Foreign envoys have met in Seoul to discuss North Korea's recently announced plan to fire a long-range rocket later this month.

Ambassadors from China, the US, Russia and Japan, met South Korea's Foreign Ministry officials to discuss the possibilities of resuming the six-party negotiations.

Six-nation negotiations, which include the US, South Korea, China, Japan, Russia and North Korea, on dismantling North Korea's nuclear programme in exchange for aid fell apart in early 2009.

North Korea announced on Saturday that it would launch the rocket between 10-22 December.

It would be North Korea's second launch attempt under leader Kim Jong Un, who took power following his father Kim Jong Il's death nearly a year ago.

China, the North's main ally and aid provider, has also expressed concern about the launch.

Chinese ambassador to South Korea Zhang Xinsen said: "Both nations (China and South Korea) had an in-depth exchange (of opinions) on the mutually interested agenda. And issues about the Korean peninsula were also included in the exchange."
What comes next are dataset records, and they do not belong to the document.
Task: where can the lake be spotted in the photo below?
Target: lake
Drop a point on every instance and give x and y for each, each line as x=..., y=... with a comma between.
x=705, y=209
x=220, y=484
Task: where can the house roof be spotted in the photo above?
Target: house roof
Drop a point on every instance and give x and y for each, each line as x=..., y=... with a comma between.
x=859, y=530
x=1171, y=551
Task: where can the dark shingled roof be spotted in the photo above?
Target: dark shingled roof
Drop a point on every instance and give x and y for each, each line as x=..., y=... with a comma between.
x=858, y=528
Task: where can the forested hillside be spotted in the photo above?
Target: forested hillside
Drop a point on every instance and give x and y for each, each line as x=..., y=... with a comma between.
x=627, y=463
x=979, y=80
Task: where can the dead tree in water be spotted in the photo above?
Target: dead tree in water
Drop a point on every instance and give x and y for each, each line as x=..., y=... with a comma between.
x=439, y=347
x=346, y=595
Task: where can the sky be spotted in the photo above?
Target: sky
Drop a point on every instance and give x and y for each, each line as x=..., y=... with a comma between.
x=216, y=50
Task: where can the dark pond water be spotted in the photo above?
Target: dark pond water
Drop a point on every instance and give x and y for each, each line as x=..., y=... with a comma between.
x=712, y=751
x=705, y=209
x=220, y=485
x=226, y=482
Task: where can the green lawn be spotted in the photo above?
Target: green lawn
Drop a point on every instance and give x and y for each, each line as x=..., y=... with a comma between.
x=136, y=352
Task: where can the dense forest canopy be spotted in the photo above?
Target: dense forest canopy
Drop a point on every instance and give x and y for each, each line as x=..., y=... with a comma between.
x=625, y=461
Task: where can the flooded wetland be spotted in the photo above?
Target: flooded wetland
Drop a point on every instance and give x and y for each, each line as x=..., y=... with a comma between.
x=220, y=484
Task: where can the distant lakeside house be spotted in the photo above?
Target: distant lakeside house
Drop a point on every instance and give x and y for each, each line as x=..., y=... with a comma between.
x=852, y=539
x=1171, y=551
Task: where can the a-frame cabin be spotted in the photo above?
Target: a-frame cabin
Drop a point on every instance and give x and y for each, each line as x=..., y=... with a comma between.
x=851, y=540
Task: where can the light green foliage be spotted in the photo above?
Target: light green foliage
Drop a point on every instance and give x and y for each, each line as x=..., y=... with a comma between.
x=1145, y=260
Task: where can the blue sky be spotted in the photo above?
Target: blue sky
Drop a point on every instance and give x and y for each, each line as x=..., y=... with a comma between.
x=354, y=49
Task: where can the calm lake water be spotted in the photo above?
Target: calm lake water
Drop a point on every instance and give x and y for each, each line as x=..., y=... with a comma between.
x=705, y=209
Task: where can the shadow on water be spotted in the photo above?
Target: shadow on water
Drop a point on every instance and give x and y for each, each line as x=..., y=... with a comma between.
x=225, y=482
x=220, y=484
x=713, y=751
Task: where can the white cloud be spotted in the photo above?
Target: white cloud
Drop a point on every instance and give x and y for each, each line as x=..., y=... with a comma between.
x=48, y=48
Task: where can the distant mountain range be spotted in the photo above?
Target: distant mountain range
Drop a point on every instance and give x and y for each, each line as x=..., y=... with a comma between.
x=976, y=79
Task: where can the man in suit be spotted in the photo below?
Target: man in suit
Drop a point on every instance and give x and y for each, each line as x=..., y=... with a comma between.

China's Foreign Ministry has acknowledged North Korea's right to the peaceful use of space, but said that had to be harmonised with restrictions, including those set by the UN Security Council.

North Korea has capable short and medium-range missiles, but long-range launches in 1998, 2006, 2009 and in April of this year ended in failure.

North Korea is not known to have succeeded in mounting an atomic bomb on a missile, but US experts believe that the North has enough weaponised plutonium for at least half a dozen bombs.